The year 2023 is about to end. From share market’s point of view, it has been quite an action packed year. Nifty touched record high of 20,222.45, despite the fact that since September, FPIs are on a selling spree due to high interest rates. Then in October, we witnessed the start of the Israel-Hamas war.
During this time we have also witnessed a lot of activity in the primary market. Overall, 46 IPO hit the market and many more are in the pipeline. However, in order to understand the correct picture of the primary market, it is important to look at the situation of the primary market in the last two years. In the last two years, Nifty has given a positive return of 7.5%.
During the period, the performance of the BSE IPO index has been completely opposite. During these two years period, the IPO index has fallen 12%.
In the last two years, 101 IPOs tried their luck in the market, and 19 of them are currently trading below their issue price. In other words, investors are facing losses in share of only 19 companies, while 82 IPOs are still yielding positive returns. Now, the noteworthy aspect is to understand the performance of the primary market from the perspective of the IPO index, which has declined by approximately 12%, or to focus on those 82 IPOs, where returns range from around 2.5% to 360%.
Another thing to understand is that prominent companies are among the IPOs trading below their issue price, This includes companies listed in November 2021 like Paytm and PB Fintech, along with Delhivery and LIC that entered the market in May 2022. These are the companies that had a significantly large issue size, and in some cases, they also had a substantial retail quota or received substantial investments from retail investors. In other words, there was significant subscription from retail investors in these IPOs.
Retail investors often form their investment strategy based on recommendations in brokerage house reports or promises made during press conferences. However, investing in an IPO is not a gamble. When we invest in an IPO, we are committing to a company for at least 2-3 years, providing it with funding. It is crucial to analyze all parameters for the company, but in the case of IPOs, instant analysis is required. In other words, investing in IPOs poses a higher risk compared to the secondary market, where figures, reports, and results are readily available.
Looking at the plight of top names, one thing is clear: having a big brand or a high subscription does not guarantee good returns. If you don’t know how to read about a company, you could still fail even by investing in giants like LIC. On the other hand, if you know how to read, you can make money in companies like Cello World and RR Kabel.

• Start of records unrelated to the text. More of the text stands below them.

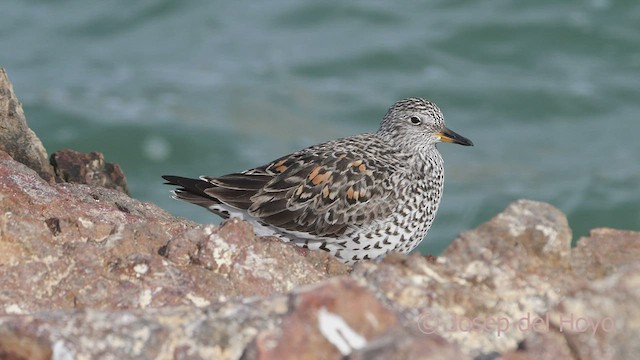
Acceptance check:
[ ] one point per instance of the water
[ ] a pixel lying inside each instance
(548, 91)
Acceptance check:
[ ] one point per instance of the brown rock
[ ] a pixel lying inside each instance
(87, 272)
(74, 246)
(91, 169)
(601, 319)
(16, 138)
(486, 281)
(604, 252)
(326, 321)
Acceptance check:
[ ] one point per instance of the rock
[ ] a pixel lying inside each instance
(70, 246)
(91, 169)
(88, 272)
(16, 138)
(494, 287)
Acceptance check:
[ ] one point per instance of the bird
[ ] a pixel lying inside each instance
(358, 197)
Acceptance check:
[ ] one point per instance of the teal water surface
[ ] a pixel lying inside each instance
(548, 91)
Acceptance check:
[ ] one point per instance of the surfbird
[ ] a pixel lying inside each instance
(358, 198)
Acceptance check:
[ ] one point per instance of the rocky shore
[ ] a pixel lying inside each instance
(87, 272)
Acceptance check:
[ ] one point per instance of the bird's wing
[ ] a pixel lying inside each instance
(316, 191)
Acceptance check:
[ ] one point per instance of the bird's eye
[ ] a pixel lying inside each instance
(415, 120)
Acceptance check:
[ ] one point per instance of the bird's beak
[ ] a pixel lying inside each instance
(447, 135)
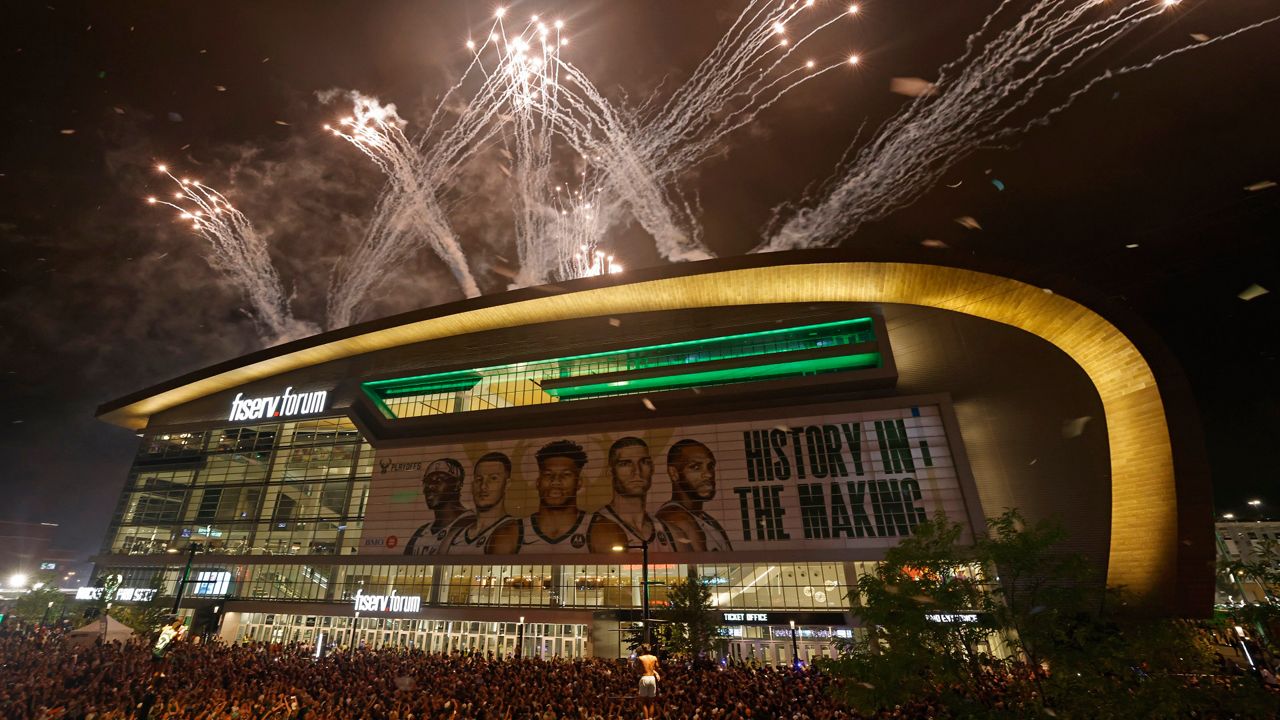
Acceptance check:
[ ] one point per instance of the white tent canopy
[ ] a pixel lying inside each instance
(115, 630)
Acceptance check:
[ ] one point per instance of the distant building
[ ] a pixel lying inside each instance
(28, 548)
(1243, 541)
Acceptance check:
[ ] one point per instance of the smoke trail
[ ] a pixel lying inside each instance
(999, 74)
(241, 255)
(408, 213)
(645, 153)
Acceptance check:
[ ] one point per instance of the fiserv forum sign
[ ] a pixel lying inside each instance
(839, 481)
(284, 405)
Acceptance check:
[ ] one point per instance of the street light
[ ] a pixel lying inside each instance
(520, 637)
(795, 646)
(644, 583)
(186, 573)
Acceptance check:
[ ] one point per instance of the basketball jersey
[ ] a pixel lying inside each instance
(465, 538)
(661, 540)
(576, 534)
(717, 540)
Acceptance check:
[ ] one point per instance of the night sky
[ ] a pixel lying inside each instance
(101, 295)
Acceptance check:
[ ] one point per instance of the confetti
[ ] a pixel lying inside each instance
(912, 86)
(1252, 291)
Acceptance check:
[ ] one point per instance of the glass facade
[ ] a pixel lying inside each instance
(794, 586)
(275, 488)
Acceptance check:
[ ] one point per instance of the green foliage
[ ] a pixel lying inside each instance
(690, 619)
(1073, 648)
(904, 655)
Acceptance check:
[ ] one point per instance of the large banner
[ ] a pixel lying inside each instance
(841, 481)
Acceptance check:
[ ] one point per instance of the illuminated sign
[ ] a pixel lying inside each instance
(818, 633)
(741, 618)
(122, 595)
(283, 405)
(387, 602)
(951, 616)
(211, 582)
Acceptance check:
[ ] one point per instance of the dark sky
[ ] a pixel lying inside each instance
(101, 295)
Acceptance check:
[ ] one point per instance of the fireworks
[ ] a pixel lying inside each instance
(521, 92)
(983, 99)
(238, 253)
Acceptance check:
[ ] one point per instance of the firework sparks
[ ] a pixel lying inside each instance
(238, 253)
(977, 101)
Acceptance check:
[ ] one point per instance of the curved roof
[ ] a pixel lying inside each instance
(1144, 519)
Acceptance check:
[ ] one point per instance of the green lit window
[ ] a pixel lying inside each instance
(784, 352)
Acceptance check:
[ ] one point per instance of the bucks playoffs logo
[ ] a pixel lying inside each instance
(388, 466)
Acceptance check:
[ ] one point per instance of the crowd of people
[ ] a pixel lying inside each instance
(45, 677)
(42, 678)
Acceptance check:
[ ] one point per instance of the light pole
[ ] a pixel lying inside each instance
(186, 573)
(520, 637)
(644, 584)
(795, 646)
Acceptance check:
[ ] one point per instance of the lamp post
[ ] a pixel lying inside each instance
(795, 646)
(644, 583)
(520, 637)
(186, 573)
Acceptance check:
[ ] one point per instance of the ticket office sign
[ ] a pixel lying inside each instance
(839, 481)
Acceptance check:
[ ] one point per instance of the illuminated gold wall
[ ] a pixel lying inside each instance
(1143, 550)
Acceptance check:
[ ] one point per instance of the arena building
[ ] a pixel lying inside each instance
(461, 477)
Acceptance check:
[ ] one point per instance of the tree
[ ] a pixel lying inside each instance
(690, 618)
(1075, 648)
(928, 620)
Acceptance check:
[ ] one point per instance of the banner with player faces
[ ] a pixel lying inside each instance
(839, 481)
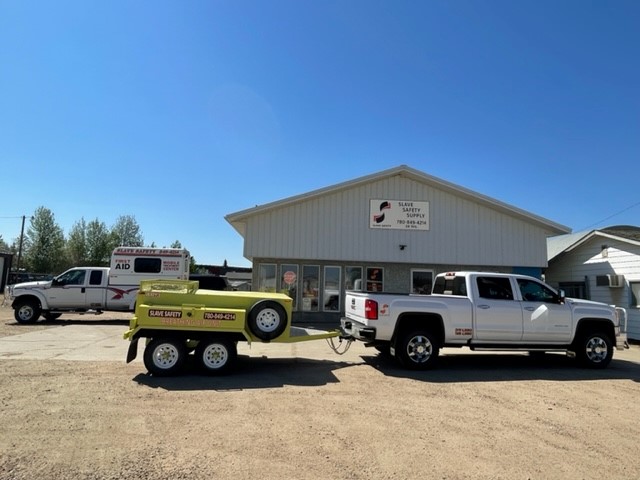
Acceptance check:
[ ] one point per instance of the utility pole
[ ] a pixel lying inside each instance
(21, 240)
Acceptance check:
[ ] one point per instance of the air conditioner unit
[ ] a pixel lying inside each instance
(616, 281)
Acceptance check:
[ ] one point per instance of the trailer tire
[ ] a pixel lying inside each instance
(594, 349)
(27, 311)
(417, 350)
(267, 320)
(217, 356)
(165, 357)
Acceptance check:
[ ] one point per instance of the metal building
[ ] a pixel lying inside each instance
(391, 231)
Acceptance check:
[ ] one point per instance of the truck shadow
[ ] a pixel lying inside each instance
(251, 373)
(490, 367)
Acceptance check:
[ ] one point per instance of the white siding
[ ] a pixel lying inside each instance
(587, 261)
(336, 227)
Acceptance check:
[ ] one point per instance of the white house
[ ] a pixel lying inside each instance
(390, 231)
(601, 265)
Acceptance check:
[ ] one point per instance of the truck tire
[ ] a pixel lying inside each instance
(594, 349)
(267, 320)
(217, 356)
(27, 311)
(417, 350)
(165, 357)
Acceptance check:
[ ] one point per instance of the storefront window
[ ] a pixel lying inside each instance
(353, 278)
(267, 277)
(375, 279)
(421, 281)
(289, 282)
(331, 290)
(310, 277)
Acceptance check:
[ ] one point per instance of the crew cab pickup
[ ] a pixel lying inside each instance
(98, 289)
(484, 311)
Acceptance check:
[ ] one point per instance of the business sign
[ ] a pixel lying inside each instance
(399, 214)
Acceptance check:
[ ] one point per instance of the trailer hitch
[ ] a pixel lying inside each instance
(339, 348)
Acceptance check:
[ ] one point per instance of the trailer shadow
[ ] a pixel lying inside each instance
(479, 367)
(252, 373)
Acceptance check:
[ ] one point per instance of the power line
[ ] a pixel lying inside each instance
(611, 216)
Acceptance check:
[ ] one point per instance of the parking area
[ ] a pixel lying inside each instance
(72, 408)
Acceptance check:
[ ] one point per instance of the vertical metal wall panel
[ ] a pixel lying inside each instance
(336, 226)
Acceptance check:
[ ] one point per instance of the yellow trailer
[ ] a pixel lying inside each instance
(177, 317)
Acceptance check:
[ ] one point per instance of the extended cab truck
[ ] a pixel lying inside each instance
(488, 311)
(98, 289)
(177, 317)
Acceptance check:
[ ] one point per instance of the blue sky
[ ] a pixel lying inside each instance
(179, 113)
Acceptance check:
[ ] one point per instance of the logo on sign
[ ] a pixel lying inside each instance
(289, 277)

Despite being such a large unorganized market, investors in Cello World’s IPO are making approximately 21% returns in just about a week. Meanwhile, RR Kabel has generated more than 50% returns in less than two months, even though the market for cable manufacturing companies is highly crowded.
Now the question is, if investing in IPOs is a bigger gamble compared to the secondary market, should one invest in a company’s IPO or wait for 1-2 quarters, understanding all the figures and results before making an investment?
But the biggest question is whether one should now invest in the IPOs of companies trading below their issue price, when the results are out. Because if investment could be made in them during the IPO, then trading below the issue price provides a solid opportunity, doesn’t it?
In conclusion, it can be said that relying solely on big brands or high subscription figures, along with just looking at brokerage house reports, is not the right approach for investing in IPOs. If someone does not fully understanding the business, management, results, or promises, there is no harm in waiting for 1-2 quarters after the listing. If there is any hesitation or doubt, seeking advice from an investment advisor is also a prudent step. It’s essential not to throw one’s hard-earned income into the stock market recklessly.